Wednesday, September 15, 2010

Revelation 18

vs 14 ... Everything you've lived for, gone! All delicate and delectable luxury, lost! Not a scrap, not a thread to be found!

We are consumed by the love of things. How often do we rejoice over these bits of plastic, leather and machinery? We measure our successes by how much STUFF we have. I have learned a lot about my STUFF this past year: None of it means a thing. When you strip away everything you've got, you are able to see what really matters.

For the past year, we have lived in extremely humble surroundings. We are part of the ever-growing population of the “semi-homeless”. Hubby, Red, Fluffyhead Diva, Sir Smiley and I are all in one very small motel room. The Princess lives with her father because of our living situation. So many of the standards we have built for ourselves over the years have been redefined over the past year:

Consideration: Then – No longer the thought process of “Now mad will Mom get if I do this to my sibling?” Now – I need to ask who else needs to use the only bathroom if I think I’m going to be in there longer than 10 minutes.

Kindness: Then – Going out of my way to do something nice for someone else. Now – Taking care of my own belongings so someone else doesn’t have to.

Time-out: Then – Stomping off to our rooms and slamming the door to calm down enough to deal with the rest of our loved ones. Now – Sitting quietly with clenched teeth and eyes squeezed shut, praying you aren’t overwhelmed with the need to smack someone.
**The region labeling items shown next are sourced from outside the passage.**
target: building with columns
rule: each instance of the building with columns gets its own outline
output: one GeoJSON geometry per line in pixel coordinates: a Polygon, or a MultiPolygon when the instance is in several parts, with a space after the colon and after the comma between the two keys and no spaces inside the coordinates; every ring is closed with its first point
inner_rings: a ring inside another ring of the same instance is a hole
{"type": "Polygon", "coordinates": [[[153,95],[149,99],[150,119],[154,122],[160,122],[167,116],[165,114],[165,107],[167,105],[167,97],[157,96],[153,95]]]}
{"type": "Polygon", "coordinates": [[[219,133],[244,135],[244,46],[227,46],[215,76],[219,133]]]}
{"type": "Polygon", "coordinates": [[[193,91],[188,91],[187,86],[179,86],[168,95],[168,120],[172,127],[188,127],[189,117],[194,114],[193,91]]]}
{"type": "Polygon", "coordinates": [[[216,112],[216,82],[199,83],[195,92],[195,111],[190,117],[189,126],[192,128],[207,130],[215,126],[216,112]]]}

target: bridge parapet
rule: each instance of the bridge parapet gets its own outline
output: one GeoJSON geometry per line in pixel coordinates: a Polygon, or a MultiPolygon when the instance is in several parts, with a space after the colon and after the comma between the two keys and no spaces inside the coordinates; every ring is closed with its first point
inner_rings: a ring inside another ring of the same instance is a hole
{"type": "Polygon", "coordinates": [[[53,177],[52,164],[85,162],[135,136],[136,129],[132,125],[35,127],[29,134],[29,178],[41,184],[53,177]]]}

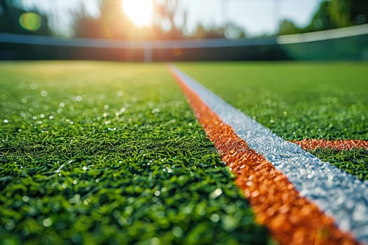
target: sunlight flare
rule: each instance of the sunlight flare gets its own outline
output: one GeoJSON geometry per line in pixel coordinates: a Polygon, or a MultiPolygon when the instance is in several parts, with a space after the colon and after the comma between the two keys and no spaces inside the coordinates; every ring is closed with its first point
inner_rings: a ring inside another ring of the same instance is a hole
{"type": "Polygon", "coordinates": [[[154,9],[152,0],[122,0],[123,10],[137,27],[151,24],[154,9]]]}

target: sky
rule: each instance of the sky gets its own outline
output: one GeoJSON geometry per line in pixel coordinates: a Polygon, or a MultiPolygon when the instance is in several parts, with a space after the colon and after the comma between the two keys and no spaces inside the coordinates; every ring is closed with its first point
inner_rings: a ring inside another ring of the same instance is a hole
{"type": "MultiPolygon", "coordinates": [[[[280,20],[287,18],[300,27],[306,25],[322,0],[179,0],[186,9],[187,32],[197,23],[219,26],[234,22],[249,36],[275,33],[280,20]]],[[[71,11],[84,6],[87,13],[98,16],[99,0],[22,0],[25,6],[36,6],[51,15],[50,24],[57,32],[71,34],[71,11]]]]}

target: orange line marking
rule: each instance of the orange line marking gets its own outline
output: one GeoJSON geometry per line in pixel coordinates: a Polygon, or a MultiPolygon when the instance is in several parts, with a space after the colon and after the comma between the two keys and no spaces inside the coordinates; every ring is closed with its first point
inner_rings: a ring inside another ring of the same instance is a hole
{"type": "Polygon", "coordinates": [[[250,149],[181,79],[170,71],[236,183],[250,201],[257,220],[280,244],[357,244],[350,233],[301,197],[294,185],[261,155],[250,149]],[[243,149],[241,153],[236,149],[243,149]]]}
{"type": "Polygon", "coordinates": [[[357,139],[350,140],[327,140],[327,139],[303,139],[292,141],[304,150],[315,150],[318,148],[332,148],[339,150],[365,148],[368,150],[368,141],[357,139]]]}

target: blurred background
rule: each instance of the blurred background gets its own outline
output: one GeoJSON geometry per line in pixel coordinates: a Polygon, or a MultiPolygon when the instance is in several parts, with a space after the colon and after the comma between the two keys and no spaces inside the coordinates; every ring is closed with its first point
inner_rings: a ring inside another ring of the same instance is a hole
{"type": "Polygon", "coordinates": [[[0,59],[368,59],[367,0],[0,0],[0,59]]]}

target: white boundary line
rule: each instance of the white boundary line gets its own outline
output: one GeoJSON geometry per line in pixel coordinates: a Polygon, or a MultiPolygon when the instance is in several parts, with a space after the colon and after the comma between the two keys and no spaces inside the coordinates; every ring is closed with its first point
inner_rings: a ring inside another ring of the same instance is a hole
{"type": "Polygon", "coordinates": [[[368,24],[301,34],[279,36],[276,39],[279,44],[289,44],[337,39],[366,34],[368,34],[368,24]]]}
{"type": "Polygon", "coordinates": [[[175,66],[177,75],[248,146],[263,155],[301,195],[333,217],[338,227],[368,244],[368,181],[361,181],[273,134],[175,66]]]}

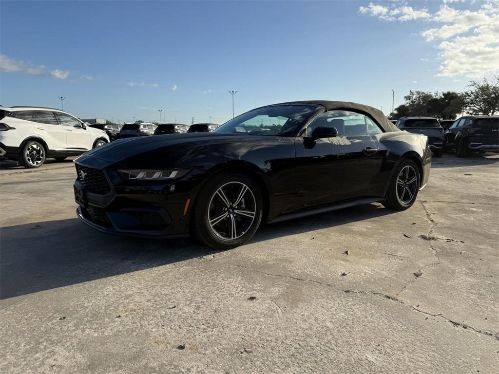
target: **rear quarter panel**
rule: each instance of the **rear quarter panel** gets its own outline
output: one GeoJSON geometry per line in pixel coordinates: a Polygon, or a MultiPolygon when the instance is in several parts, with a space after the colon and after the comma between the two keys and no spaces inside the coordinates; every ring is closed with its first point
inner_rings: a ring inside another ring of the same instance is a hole
{"type": "Polygon", "coordinates": [[[414,159],[421,167],[421,186],[427,183],[432,162],[432,152],[427,137],[400,131],[383,133],[373,135],[373,137],[378,143],[383,158],[379,172],[373,179],[369,194],[385,195],[395,169],[406,157],[414,159]]]}

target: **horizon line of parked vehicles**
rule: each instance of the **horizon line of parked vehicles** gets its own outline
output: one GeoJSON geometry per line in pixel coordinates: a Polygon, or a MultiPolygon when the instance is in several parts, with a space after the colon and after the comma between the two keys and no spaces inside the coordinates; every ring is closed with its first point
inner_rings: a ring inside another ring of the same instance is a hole
{"type": "MultiPolygon", "coordinates": [[[[430,117],[403,117],[391,122],[401,130],[428,138],[436,157],[455,150],[459,157],[471,152],[499,152],[499,116],[463,116],[455,120],[430,117]]],[[[110,142],[136,137],[210,132],[220,125],[213,123],[90,124],[63,111],[42,107],[0,106],[0,157],[17,161],[27,168],[38,168],[46,158],[62,161],[79,156],[110,142]]],[[[270,127],[279,128],[279,124],[270,127]]],[[[250,126],[248,126],[250,128],[250,126]]],[[[248,132],[262,135],[260,129],[248,132]],[[260,133],[258,134],[258,133],[260,133]]]]}

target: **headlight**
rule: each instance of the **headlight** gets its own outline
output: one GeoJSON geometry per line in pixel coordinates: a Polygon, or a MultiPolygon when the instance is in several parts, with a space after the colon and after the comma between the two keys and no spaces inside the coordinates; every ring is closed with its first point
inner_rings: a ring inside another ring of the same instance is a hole
{"type": "Polygon", "coordinates": [[[130,181],[157,181],[180,178],[190,169],[172,170],[118,170],[122,177],[130,181]]]}

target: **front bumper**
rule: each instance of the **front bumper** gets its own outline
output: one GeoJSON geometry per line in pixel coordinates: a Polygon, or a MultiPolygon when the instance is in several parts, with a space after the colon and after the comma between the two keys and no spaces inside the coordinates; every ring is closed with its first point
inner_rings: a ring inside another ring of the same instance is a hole
{"type": "Polygon", "coordinates": [[[468,148],[472,150],[499,152],[499,144],[483,144],[481,143],[470,143],[468,148]]]}
{"type": "Polygon", "coordinates": [[[89,178],[95,180],[95,175],[89,167],[76,166],[80,170],[87,168],[84,169],[85,185],[79,178],[74,186],[75,199],[80,205],[76,214],[85,224],[116,235],[158,238],[189,236],[191,202],[202,184],[203,173],[199,170],[193,169],[179,180],[134,185],[117,179],[113,171],[94,169],[104,174],[109,186],[95,193],[87,182],[89,178]]]}
{"type": "Polygon", "coordinates": [[[17,158],[21,153],[21,149],[18,147],[8,147],[2,143],[0,143],[0,156],[8,158],[17,158]]]}
{"type": "Polygon", "coordinates": [[[86,214],[84,213],[83,208],[78,206],[76,208],[76,215],[80,220],[92,228],[111,235],[120,236],[134,236],[136,237],[147,237],[148,238],[155,238],[157,239],[175,239],[176,238],[185,238],[189,236],[189,233],[180,234],[164,234],[162,232],[154,233],[150,231],[140,230],[119,230],[114,227],[106,227],[93,222],[91,218],[85,217],[86,214]]]}

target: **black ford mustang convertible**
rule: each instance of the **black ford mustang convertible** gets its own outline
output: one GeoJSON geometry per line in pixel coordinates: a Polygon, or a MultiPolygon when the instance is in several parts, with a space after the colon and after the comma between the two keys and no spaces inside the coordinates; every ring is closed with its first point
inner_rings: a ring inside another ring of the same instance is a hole
{"type": "Polygon", "coordinates": [[[371,107],[269,105],[213,132],[114,142],[75,160],[78,216],[113,234],[195,235],[215,248],[275,222],[358,204],[410,207],[431,164],[427,137],[371,107]]]}

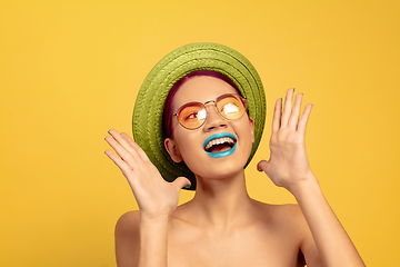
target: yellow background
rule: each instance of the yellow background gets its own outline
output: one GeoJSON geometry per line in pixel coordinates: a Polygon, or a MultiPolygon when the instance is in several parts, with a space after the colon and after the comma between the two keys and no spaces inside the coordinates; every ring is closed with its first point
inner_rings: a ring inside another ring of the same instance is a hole
{"type": "Polygon", "coordinates": [[[397,265],[399,11],[382,0],[2,1],[0,266],[116,266],[114,222],[137,204],[103,138],[131,132],[147,73],[198,41],[237,49],[263,80],[250,195],[294,201],[256,164],[269,157],[274,100],[296,87],[314,105],[307,145],[326,197],[368,266],[397,265]]]}

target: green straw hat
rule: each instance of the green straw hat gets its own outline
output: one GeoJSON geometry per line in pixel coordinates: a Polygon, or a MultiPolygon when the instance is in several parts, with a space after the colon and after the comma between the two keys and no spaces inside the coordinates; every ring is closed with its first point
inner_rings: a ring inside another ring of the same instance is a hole
{"type": "Polygon", "coordinates": [[[249,115],[254,120],[254,142],[247,165],[259,146],[266,121],[266,95],[261,79],[250,61],[238,51],[217,43],[200,42],[180,47],[161,59],[139,90],[133,109],[133,138],[167,181],[180,176],[190,179],[189,190],[196,189],[194,175],[183,161],[174,162],[166,150],[162,113],[172,86],[196,70],[213,70],[227,76],[248,99],[249,115]]]}

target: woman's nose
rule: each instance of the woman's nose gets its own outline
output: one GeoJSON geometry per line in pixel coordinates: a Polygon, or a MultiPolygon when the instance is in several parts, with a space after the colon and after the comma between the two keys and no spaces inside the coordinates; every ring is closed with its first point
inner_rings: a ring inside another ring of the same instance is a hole
{"type": "Polygon", "coordinates": [[[227,120],[218,112],[216,105],[209,105],[207,108],[204,130],[210,131],[220,127],[227,127],[227,120]]]}

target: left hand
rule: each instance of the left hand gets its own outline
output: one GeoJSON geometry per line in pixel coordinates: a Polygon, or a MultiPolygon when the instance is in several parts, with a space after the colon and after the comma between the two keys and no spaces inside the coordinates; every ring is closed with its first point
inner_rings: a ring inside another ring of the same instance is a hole
{"type": "Polygon", "coordinates": [[[293,192],[297,186],[313,179],[306,152],[306,126],[312,105],[308,103],[300,117],[302,93],[296,96],[292,106],[294,89],[287,91],[282,112],[282,99],[278,99],[272,119],[272,134],[270,140],[270,159],[261,160],[258,170],[263,170],[267,176],[279,187],[284,187],[293,192]]]}

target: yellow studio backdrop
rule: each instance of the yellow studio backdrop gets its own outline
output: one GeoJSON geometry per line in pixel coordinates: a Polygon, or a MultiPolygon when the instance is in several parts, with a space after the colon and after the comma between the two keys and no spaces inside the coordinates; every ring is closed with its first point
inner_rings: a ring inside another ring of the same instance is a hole
{"type": "Polygon", "coordinates": [[[0,266],[116,266],[114,224],[137,204],[103,138],[131,134],[147,73],[198,41],[240,51],[263,80],[250,195],[296,201],[256,170],[273,102],[296,87],[314,105],[307,146],[326,197],[368,266],[397,265],[399,11],[381,0],[2,1],[0,266]]]}

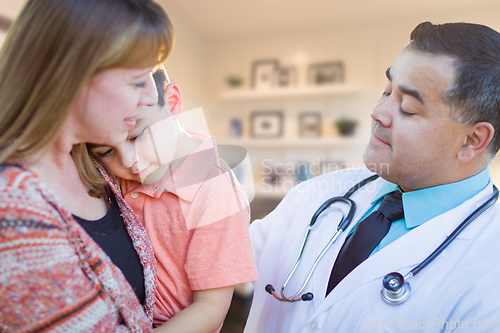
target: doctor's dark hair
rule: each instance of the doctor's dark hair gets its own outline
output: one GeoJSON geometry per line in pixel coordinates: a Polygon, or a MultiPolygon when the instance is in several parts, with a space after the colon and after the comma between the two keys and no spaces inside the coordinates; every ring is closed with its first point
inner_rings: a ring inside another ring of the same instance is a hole
{"type": "Polygon", "coordinates": [[[452,119],[474,125],[489,122],[495,134],[488,150],[500,149],[500,34],[484,25],[420,23],[410,35],[412,51],[455,60],[455,82],[443,96],[452,119]]]}

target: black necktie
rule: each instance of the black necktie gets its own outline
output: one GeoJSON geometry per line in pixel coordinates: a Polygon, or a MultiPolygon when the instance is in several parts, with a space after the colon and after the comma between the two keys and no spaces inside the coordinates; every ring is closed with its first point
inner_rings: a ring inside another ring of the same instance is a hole
{"type": "Polygon", "coordinates": [[[333,265],[327,296],[347,274],[368,258],[389,232],[391,223],[403,217],[402,193],[394,191],[384,197],[376,211],[358,223],[354,232],[347,237],[333,265]]]}

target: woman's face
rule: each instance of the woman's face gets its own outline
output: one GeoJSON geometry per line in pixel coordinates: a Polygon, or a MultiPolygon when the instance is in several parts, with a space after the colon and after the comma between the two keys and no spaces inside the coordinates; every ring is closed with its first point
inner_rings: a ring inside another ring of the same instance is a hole
{"type": "Polygon", "coordinates": [[[158,101],[152,70],[116,68],[94,75],[70,114],[76,141],[110,146],[125,141],[140,107],[158,101]]]}

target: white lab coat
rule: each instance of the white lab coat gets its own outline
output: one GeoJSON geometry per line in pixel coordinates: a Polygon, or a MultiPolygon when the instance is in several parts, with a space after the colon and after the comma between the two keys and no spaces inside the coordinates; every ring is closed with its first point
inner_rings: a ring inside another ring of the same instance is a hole
{"type": "MultiPolygon", "coordinates": [[[[370,208],[384,182],[379,178],[351,197],[357,205],[353,223],[320,261],[302,292],[312,292],[314,299],[283,303],[265,292],[265,286],[271,283],[279,295],[316,209],[328,198],[344,195],[371,174],[367,170],[343,170],[313,178],[296,186],[272,213],[252,224],[260,280],[255,282],[245,333],[500,330],[498,204],[481,214],[429,266],[409,279],[411,295],[405,303],[389,305],[380,296],[383,277],[395,271],[405,275],[429,256],[458,224],[490,198],[491,183],[470,200],[375,253],[325,298],[337,254],[349,230],[370,208]]],[[[341,209],[347,213],[347,206],[335,204],[318,219],[300,266],[287,286],[287,296],[299,290],[312,263],[334,234],[341,209]]]]}

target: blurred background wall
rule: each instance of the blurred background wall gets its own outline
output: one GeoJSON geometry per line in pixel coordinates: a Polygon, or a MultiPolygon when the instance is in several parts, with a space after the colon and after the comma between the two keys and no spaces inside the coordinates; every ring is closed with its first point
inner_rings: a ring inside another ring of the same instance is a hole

Neatness: Then – Keeping everything out of the living room and hoping Mom doesn’t look under our beds. Now – The knowledge that one book, one ball and a hair bow in the middle of the floor constitutes as messy clutter and is in everyone’s way.

Cooking: Then – Homemade bread, three-course meals, a pantry full of machines that can do anything, and the ability for all of us to chip in and help. Now – I wonder if there is a possibility to make THAT in the crock pot/electric skillet/microwave? Do you think I can stop by Jane’s house to make a batch of muffins? I don’t care if you have to go to the bathroom, if you want a salad tonight, you need to get out of my way.

There have been times in this past year where I have stood outside our front door, hand on the knob and seized with panic and dread. I can’t stand another minute of it! One more day and I’m going to go stark.raving.mad. But I know that we have all learned a lot, too. Don’t take anything for granted, rely on each other, and patience is more than a virtue – it’s a way of life. Our family has to have God FIRST before anything else. Our faith hasn’t just been a warm fuzzy let’s all go to church together and have family reading time … our foundation in God has been a necessary means of survival.

We have all had a change in perspective, and I am so grateful for it! Don’t get me wrong, I desperately desire my own bed in my own room with the ability to close the door and change my clothes in peace. But now I don’t envision the bed covered with the most luxurious sheets and down comforters. The prayers I will say next to it, the books on the nightstand beside it, the meaningful conversations with Hubby in it … those luxuries are more exquisite and decadent then Egyptian cotton will ever be.